Single by King Von and 21 Savage

from the album What It Means to Be King
- Released: February 4, 2022
- Recorded: 2020
- Genre: Hip hop; drill;
- Length: 2:13
- Label: Only the Family; Empire;
- Songwriters: Dayvon Bennett; Shayaa Abraham-Joseph; Ahmar Bailey;
- Producer: Kid Hazel

King Von singles chronology
| "Nobody Move" (2021) | "Don't Play That" (2022) | "War" (2022) |

21 Savage singles chronology
| "Surround Sound" (2022) | "Don't Play That" (2022) | "Peru (Remix)" (2022) |

Music video
- "King Von & 21 Savage - Don't Play That (Official Video)" on YouTube

= Don't Play That =

2022 single by King Von and 21 Savage

"Don't Play That" is a song by American rapper King Von and British-American rapper 21 Savage. Written alongside producer Kid Hazel, it was released on February 4, 2022 through Only the Family and Empire Distribution as the second single from Von's second studio album, What It Means to Be King.

== Background ==
In 2020, King Von released his debut album Welcome to O'Block, The album was a commercial success, peaking within the top five on the Billboard 200 and earning a Gold certification. However, Von died shortly after its release, following an altercation in Atlanta.

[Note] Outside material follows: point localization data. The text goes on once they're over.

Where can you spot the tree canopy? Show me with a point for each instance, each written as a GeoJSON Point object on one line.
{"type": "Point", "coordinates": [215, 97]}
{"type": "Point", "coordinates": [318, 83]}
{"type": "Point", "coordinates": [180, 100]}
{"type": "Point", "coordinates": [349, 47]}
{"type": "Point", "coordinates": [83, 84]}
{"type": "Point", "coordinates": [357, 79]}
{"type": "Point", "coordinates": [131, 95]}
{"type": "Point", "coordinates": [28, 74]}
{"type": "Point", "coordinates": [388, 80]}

On February 4, 2022, King Von's first official posthumous single, "Don’t Play That", was released, representing also his first collaboration with 21 Savage. King Von teased the song on October 7, 2020 on Instagram, when the first version contained a guest participation by Key Glock. On April 30, 2021, a demo version of "Don't Play That" leaked online.

== Composition ==
"Don't Play That" is a hard-hitting track produced by Kid Hazel. King Von delivers choppy, bouncy flows, while 21 Savage complements the track with his even-keeled and smooth delivery. The song highlights their distinct styles—Von’s hyperactive storytelling and 21 Savage's deadpan delivery—blended over a sinister instrumental. The lyrics revolve around street life, relationships with women, and Von's experiences with violence. Both rappers trade verses with Von recounting, "She fell in love with a shooter," while 21 echoes similar sentiments, referencing the "gun smoke".

== Music video ==
The animated video for "Don't Play That" was released alongside the single. Directed by Jason Joannes and produced by Cartune, the visual features cartoon versions of Von linking with his crew and his woman as they take a ride through the city and go to the studio. They then connect with 21 and are involved in various street escapades. In the video, they evade the police in a high-speed car chase, and are ultimately cornered at the end of the video. The animation offers a lighthearted and stylized contrast to the darker subject matter of the track, creating a unique dynamic that reflects both artists' personas.

== Critical reception and commercial success ==
Uproxxs Wongo Okon said that "The track serves as another example of Von's straight-to-the-point raps which left little to no room for any fun or games". He also praised 21 Savage's part. It also has received praise for its authenticity and for being a strong posthumous release that honors King Von's legacy, many noted that the track stays true to Von’s gritty, straightforward style.

The song achieved impressive streaming numbers, collecting over 1.4 million Apple Music streams, 1.2 million Spotify streams, and 1.1 million YouTube views within 24 hours of its release, marking Von's most successful single drop to date. The song also reached the position number 40 the Billboard Hot 100 and number 59 on the Billboard Global 200.

==Charts==

Chart performance for "Don't Play That"
| Chart (2022) | Peak position |
|---|---|
| Canada Hot 100 (Billboard) | 45 |
| Global 200 (Billboard) | 59 |
| New Zealand Hot Singles (RMNZ) | 14 |
| US Billboard Hot 100 | 40 |
| US Hot R&B/Hip-Hop Songs (Billboard) | 11 |

== Certifications ==

| Region | Certification | Certified units/sales |
| United States (RIAA) | Gold | 500,000^{‡} |
^{‡} Sales+streaming figures based on certification alone.